America Has Turned a Blind Eye to the Taliban's Territorial Gains

America Has Turned a Blind Eye to the Taliban's Territorial Gains

There is a gap between the rosy assessments offered by U.S. commanders and the media reports that have trickled out of Afghanistan.

Ken Burns and Lynn Novick’s Vietnam War, a ten-part volume diving into one of the most unpopular wars in American history, won plaudits from a lot of historians and film critics. The documentary was a modern-day investigation across multiple domains of the conflict, from the normal soldier from Missouri who enlisted in the military to the anti-war protester who campaigned to end America’s involvement.

But it was a remarkable piece of work for another reason as well: Burns and Novick’s film successfully juxtaposed the real hell the men fighting on the ground went through on a daily basis from the optimistic—and one could say misleading—assessments that the U.S. military high command reported to the American people. Oftentimes it was as if the politicians selling the war in Washington and the generals in Military Assistance Command-Vietnam headquarters were living in an altogether different universe from the grunts, captains and lieutenants who were risking their lives (and dying) in the jungles of Southeast Asia. Indeed, when Gen. William Westmoreland spoke to the National Press Club in November 1967, he talked about a war that was slowly but surely going America’s way. The Vietcong were getting pummeled by U.S. and South Vietnamese operations; the Soviet Vietnamese were fielding a more dedicated army; and the enemy was losing the battle of attrition. Westmoreland would predict that the conflict has reached a point “where the end begins to come into view.”

History, of course, proved Westmoreland wrong. About two months later, the Vietcong launched a major offensive across South Vietnam’s provincial capitals during the Tet holiday, causing chaos in Saigon and revealing to the American public just how wrong the commanders, the Pentagon, and the White House were.

Fifty years later, we have a similar gap in Afghanistan between the rosy assessments offered by U.S. commanders and the media reports that have trickled out of the country showing violence and hopelessness in the capital city, free reign for the Taliban in about 44 percent of the country’s districts, and a national unity government that is neither unified nor particularly nationalistic. It’s almost like Americans are reliving the history of the mid to late 1960s, when thousands of Americans were being sent to a theater to combat an enemy that had the advantage of fighting on home turf. The only notable differences between America’s experience in Vietnam and its current experience in Afghanistan (for non-historians at least) is the length of time U.S. soldiers have been engaged, the political and religious character of the enemy, and the country where the fighting is taking place.

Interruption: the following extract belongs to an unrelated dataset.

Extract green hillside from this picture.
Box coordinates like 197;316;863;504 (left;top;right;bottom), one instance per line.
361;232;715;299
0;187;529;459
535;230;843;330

Ask a senior administration official, a public affairs spokesman for the U.S./NATO coalition, or the generals executing the war plan how Afghanistan is going, and you won’t be surprised with the answer: things are going well. Probed on whether Afghanistan was moving in the right direction, commanding Gen. John Nicholson replied in the affirmative. In fact, he sounded eerily similar to Westmoreland in 1967: “I think the conditions are set for success. President Ghani has said he believes we are turning a corner, and I agree.” Secretary of State Rex Tillerson used less gung-ho language, but his opinion on the Trump administration’s South Asia policy was largely the same. “We believe that we can turn the tide of what has been a losing battle over the last year and a half or so,” Tillerson told reporters last August, “and at least stabilize the situation and hopefully start seeing some battlefield victories.”

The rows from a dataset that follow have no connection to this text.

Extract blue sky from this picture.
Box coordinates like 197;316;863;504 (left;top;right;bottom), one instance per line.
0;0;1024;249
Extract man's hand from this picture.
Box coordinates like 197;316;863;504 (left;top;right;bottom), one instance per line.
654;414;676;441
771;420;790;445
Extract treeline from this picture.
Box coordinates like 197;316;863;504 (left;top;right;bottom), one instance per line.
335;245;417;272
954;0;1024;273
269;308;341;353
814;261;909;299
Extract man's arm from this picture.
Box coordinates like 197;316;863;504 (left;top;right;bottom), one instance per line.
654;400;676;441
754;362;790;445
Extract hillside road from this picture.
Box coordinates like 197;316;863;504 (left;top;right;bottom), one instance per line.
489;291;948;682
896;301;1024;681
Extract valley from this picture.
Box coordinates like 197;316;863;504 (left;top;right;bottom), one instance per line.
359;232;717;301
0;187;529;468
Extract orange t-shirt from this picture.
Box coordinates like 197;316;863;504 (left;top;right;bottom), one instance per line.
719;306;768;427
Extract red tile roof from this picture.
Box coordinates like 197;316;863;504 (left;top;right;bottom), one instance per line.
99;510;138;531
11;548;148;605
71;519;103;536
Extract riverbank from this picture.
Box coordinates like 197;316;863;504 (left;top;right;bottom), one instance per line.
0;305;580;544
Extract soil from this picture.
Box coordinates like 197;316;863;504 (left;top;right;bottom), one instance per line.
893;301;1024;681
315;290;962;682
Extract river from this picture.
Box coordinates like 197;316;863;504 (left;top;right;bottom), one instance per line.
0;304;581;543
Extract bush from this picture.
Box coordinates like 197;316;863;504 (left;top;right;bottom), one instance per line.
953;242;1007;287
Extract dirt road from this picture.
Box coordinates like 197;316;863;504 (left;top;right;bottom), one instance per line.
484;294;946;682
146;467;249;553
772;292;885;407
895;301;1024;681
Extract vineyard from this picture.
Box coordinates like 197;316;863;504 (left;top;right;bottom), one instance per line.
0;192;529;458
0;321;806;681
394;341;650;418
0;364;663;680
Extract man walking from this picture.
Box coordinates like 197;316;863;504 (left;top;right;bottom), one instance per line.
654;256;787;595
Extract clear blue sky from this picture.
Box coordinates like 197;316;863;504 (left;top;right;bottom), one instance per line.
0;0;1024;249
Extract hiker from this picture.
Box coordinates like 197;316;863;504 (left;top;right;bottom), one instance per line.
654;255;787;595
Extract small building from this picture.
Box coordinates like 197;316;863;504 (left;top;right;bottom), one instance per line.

There is no room for negativity in the ranks. Brig. Gen. Robert Turner, who commanded Marines in Helmand Province, remarked that the Afghan security forces were growing more confident against the Taliban and more capable in capturing and holding terrain. Americans have heard this all before; in the same districts eight years prior during the U.S. troop surge, Gen. Stanley McChrystal frequently described the strategy as a work in progress that was nevertheless killing a lot of Taliban and driving the insurgents away from the population centers and the sources of revenue. With time, patience, and a conditions-based commitment, the American people were told Afghanistan could be salvaged.

McChrystal, like his predecessors, turned out to be wrong. You can kill a lot of insurgents, defend a lot of people and build a lot of dams, but if the enemy can cross a neighboring border and wait it out until the next fighting season, there is only so much the U.S. military can do.

Look at today’s news reports and assessments from the Special Inspector General for Afghanistan Reconstruction, however, and one questions what figures the Nicholson and the rest of his commanders are looking at. At the same time as the U.S.-led coalition brags about how the Taliban was unable to succeed in its wartime objectives last year, anonymous defense officials provide estimates showing a movement increasing in manpower. In 2014, there were roughly twenty thousand Taliban fighters. Now, there could be more than sixty thousand.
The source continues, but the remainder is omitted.